One such contract law principle in Maryland is the duty of good faith and fair dealing that is implied in all contracts. Under this principle, an owner may terminate a general contractor for convenience, or a general contractor may terminate a subcontractor for convenience, provided that the termination complies with the implied obligation of good faith and fair dealing.
There is no bright-line standard for what constitutes good faith and fair dealing; however, courts in Maryland have found that it "requires a party exercising discretion to do so in accordance with the ‘reasonable expectations' of the other party." Courts in Maryland have also found that a party must "refrain from doing anything that will have the effect of frustrating the right of the other party to receive the fruits of the contract between them" and that a party is prohibited from "terminating its contract … to ‘recapture' an opportunity that it lost upon entering the contract" because parties to a contract "give up their opportunity to shop around for a better price."
Owners and general contractors, therefore, may not terminate private construction contracts purely at their convenience (i.e., for any reason whatsoever), as a literal reading of some termination for convenience clauses may suggest. For example, section 14.4.1 of the AIA A201-2007 provides that the "Owner may, at any time, terminate the Contract for the Owner's convenience and without cause." An owner's discretion under this clause, while substantial, is nevertheless constrained by the good faith and fair dealing principles discussed above. Thus, in Maryland, an owner must have a good faith basis for invoking a termination for convenience clause, or it will risk having its decision challenged by a disgruntled contractor in court.
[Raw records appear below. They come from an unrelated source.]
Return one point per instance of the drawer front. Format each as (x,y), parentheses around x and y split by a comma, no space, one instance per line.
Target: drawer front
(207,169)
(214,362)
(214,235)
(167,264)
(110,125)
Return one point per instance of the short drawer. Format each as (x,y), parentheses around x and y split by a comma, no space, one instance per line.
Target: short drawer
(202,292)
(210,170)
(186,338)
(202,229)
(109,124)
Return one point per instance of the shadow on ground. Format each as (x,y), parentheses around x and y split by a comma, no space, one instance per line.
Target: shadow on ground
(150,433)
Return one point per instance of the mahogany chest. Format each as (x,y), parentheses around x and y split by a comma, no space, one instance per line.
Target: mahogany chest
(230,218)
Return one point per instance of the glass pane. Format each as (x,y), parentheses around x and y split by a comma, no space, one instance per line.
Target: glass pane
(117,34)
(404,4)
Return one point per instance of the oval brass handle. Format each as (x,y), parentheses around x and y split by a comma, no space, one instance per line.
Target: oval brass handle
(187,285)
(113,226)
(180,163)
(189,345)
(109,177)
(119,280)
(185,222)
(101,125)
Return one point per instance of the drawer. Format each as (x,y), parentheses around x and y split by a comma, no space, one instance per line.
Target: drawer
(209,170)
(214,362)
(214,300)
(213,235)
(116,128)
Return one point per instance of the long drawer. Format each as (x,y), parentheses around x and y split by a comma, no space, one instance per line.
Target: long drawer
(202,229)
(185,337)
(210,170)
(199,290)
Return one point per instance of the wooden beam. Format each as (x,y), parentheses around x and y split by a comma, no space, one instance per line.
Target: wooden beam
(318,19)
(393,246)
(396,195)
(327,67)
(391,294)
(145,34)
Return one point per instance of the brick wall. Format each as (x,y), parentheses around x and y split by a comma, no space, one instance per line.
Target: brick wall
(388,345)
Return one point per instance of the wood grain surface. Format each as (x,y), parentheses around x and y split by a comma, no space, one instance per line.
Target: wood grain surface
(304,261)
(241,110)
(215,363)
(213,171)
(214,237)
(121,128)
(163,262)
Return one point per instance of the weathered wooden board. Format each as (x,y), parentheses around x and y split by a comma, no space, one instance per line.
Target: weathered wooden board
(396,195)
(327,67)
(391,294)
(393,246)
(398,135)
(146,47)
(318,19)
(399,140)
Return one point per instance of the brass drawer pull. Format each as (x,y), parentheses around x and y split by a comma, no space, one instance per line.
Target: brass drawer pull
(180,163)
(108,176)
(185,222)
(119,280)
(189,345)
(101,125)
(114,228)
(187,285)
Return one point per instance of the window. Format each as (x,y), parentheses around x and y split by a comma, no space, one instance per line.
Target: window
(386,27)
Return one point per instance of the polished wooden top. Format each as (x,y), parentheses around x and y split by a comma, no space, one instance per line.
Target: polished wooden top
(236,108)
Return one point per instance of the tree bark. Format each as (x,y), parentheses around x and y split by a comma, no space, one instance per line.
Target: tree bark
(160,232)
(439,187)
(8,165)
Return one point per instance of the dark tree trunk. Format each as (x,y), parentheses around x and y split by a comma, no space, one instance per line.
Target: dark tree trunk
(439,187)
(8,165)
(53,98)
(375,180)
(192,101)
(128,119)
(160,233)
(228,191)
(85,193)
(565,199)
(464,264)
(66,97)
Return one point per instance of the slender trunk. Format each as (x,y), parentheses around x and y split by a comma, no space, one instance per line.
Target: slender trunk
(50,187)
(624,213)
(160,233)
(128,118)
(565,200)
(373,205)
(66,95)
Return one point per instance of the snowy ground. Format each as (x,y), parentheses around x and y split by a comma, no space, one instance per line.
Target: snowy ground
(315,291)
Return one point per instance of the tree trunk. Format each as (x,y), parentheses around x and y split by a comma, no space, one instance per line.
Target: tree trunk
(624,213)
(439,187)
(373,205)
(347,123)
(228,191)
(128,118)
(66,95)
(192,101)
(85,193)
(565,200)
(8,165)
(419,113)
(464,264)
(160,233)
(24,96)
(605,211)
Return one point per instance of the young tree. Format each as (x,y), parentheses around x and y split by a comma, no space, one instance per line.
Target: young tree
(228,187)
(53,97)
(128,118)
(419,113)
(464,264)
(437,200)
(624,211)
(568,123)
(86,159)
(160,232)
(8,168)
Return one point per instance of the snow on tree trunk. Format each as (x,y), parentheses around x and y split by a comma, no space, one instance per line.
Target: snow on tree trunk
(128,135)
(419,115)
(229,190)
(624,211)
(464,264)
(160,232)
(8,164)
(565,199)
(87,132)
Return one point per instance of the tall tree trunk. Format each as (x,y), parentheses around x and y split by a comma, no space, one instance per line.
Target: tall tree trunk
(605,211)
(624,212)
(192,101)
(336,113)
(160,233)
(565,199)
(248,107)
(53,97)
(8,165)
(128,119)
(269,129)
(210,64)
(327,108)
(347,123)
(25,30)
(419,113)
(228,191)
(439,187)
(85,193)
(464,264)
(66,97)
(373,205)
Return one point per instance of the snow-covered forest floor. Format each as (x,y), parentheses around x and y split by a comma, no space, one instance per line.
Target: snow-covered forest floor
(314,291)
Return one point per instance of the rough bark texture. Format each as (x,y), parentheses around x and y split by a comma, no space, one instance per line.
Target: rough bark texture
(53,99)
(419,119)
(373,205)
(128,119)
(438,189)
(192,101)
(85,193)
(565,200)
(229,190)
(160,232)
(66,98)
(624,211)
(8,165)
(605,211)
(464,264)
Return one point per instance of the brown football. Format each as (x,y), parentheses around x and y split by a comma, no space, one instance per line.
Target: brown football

One such good faith basis, according to the Maryland courts, is if continuing to perform under the contract at issue "would subject [a party] potentially to a meaningful financial loss or some other difficulty in completing the project successfully." Keep in mind, though, that the terminating party must be able to document/establish its "meaningful financial loss" or "other difficulty" so that its decision to terminate the contract for convenience – if challenged – is found to be consistent with the reasonable expectations of the other party. Otherwise, the terminating party could face an inconvenient legal battle.